Python Forum

Full Version: Convert Scanned PDF to Searchable PDF
You're currently viewing a stripped down version of our content. View the full version with proper formatting.
I'm making software in python and I need to convert a scanned pdf into a digital pdf that is searchable. Using OCRMyPDF module, but the process is very time consuming for large PDFs, as well as consuming a lot of memory and crash or program. I'm running on Windows. Does anyone know of another module or tips I can use?
Is the scanned PDF available on net in digital format? if so, you could avoid a lot of grief.
OCR is slow by default, understandably if you think of what it has to accomplish.
It will also try to convert and writing or marks that were on the scanned document.
Maybe pytesseract helps. It can also do OCR on pdf documents. But don't expect a good result.

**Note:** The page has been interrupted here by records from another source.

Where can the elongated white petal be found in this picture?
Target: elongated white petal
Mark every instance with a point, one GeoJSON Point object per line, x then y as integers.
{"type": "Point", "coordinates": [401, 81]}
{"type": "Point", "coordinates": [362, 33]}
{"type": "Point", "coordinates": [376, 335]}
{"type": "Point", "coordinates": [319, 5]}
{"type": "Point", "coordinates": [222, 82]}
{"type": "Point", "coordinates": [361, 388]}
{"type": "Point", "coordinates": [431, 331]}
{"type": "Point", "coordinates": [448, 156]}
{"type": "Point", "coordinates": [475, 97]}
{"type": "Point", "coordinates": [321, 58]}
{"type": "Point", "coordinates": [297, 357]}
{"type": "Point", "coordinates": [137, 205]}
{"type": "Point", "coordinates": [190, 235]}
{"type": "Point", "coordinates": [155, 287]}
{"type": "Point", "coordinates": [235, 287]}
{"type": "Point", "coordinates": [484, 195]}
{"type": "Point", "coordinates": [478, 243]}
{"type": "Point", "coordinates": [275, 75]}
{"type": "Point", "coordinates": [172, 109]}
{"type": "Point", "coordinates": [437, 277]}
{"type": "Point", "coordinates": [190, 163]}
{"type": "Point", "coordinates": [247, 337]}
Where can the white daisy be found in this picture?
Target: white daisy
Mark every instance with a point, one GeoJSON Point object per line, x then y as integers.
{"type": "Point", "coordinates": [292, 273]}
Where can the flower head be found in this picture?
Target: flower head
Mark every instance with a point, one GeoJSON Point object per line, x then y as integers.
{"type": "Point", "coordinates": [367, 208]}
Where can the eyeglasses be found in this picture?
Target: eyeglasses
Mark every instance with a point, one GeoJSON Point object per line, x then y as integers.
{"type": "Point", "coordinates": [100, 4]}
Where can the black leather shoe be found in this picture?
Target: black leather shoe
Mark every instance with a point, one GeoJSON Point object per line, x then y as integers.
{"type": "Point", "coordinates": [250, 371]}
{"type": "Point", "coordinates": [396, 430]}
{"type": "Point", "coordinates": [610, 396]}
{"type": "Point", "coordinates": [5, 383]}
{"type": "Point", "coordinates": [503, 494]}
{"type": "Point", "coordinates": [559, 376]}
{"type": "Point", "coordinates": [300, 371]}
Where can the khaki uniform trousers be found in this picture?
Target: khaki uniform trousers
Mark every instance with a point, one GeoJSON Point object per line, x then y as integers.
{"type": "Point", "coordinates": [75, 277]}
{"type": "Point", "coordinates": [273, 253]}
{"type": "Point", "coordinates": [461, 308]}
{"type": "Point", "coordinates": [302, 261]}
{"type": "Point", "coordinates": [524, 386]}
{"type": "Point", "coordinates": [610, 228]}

Edit: It does only output pdf-Docs, but does not read PDF :-/
Then you've to extract all pages from the pdf as images and apply pytesseract on this images.
In China we just send the book to a Taobao shop, they unbind your book, scan it, ocr it, rebind your book, (maybe slightly damaged), send you a text pdf via Baidu and your book by post.

You can do all this yourself, but it is a hassle. I don't have a duplex scanner, so I scan odd pages and even pages, then merge them, then ocr them.

Forget it! A 600+ page German grammar book cost me 60 Yuan, less than US$ 10, really not worth doing it yourself!